Weekly Symmetrical Triangle Forming on the Chart
The weekly candlestick chart for MS stock indicates the formation of a symmetrical triangle. This formation is composed of a declining upper channel as bounces make lower peaks and a rising lower channel as pullbacks fall to higher lows. Eventually, the upper and lower channel lines converge at the apex point. However, the breakout or breakdown tends to occur before the apex is reached as proverbial steam builds up for a break in either direction when the channel is broken. The upper channel breakout is around $86.48 and the lower channel breakout is near $76.25. The stock bounced through the weekly MSL trigger at $80.59 as it approaches the weekly 20-period exponential moving average (MA) at $82.82 followed by the falling weekly 50-period MA at $88.07. Volume tends to wind down until a breakout or breakdown is triggered. Investors may consider waiting for the resolution to the symmetrical triangle formation before taking entry.
The Hangover of 2022
The special purpose acquisition company (SPAC) craze surged Morgan Stanley investment banking revenues in 2021. SPACs were coming to market in droves. However, that trend went bust fairly quickly into 2022 as the bear market reared its ugly face driven by high inflation and spiking interest rates. This makes comparables to 2021 tough as big investment banking fees have shrunk. This was evident by the (-55%) drop in investment banking revenues comprised of advisory, equity underwriting, and fixed income underwriting revenues.
Recurring Revenue Base
By integrating banking, asset management, brokerage, and wealth management services under one roof, Morgan Stanley is able to attain recurring revenues by collecting a percentage of total assets on a monthly basis. This enables steady and predictable revenue streams and makes the E*TRADE acquisition a brilliant move in hindsight. A contraction in its main investment banking business was partially offset by the strength in its asset and wealth management businesses.
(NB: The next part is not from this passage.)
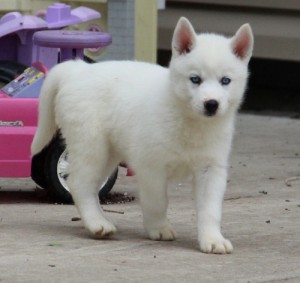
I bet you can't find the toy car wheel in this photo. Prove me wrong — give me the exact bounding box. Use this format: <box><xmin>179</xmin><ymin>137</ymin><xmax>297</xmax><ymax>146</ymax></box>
<box><xmin>45</xmin><ymin>139</ymin><xmax>118</xmax><ymax>203</ymax></box>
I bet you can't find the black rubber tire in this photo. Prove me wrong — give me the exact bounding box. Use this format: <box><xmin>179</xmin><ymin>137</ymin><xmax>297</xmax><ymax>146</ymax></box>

Management Services Stepping Up to the Plate
On Oct. 14, 2022, Morgan Stanley released its fiscal second-quarter 2022 results for the quarter ending September 2022. The Company reported earnings-per-share (EPS) of $1.47 missing consensus analyst estimates for $1.51, by (-$0.04). Total revenues fell (-12) year-over-year (YoY) to $12.99 billion also falling short of consensus analyst estimates for $13.31 billion. The Company delivered return on tangible equity (ROTCE) of 14.6% and the expense efficiency ratio year-to-date was 72%. Institutional securities net revenues were $5.8 billion reflecting strong performance in fixed income and equity to mitigate the uncertain macroeconomic environment that’s limiting investment banking. Wealth management delivered a pre-tax margin of $26.9% from higher net interest income on higher interest rates. Investment management contributed $1.2 billion in revenues on assets under management (AUM) of $1.3 trillion.
Investment Banking Overshoots on the Downside
Investment banking revenues fell (-55%) from the year ago period. Investment banking saw advisory revenues fall to $5.817 billion from $7.495 billion a year ago. Underwriting revenues collapsed to $1.277 billion from $2.849 billion. Fixed income underwriting revenues fell to $366 million from $567 million a year ago. Morgan Stanley CEO James Gorman commented “Wealth Management added an additional $65 billion in net new assets and produced a pre-tax margin of 28%, excluding integration-related expenses, demonstrating scale and stability despite declining asset values. While Investment Banking and Investment Management were impacted by the market environment, Fixed Income and Equity navigated challenging markets well. We continue to maintain our strong capital position while repurchasing $2.6 billion of shares and distributing a healthy dividend.”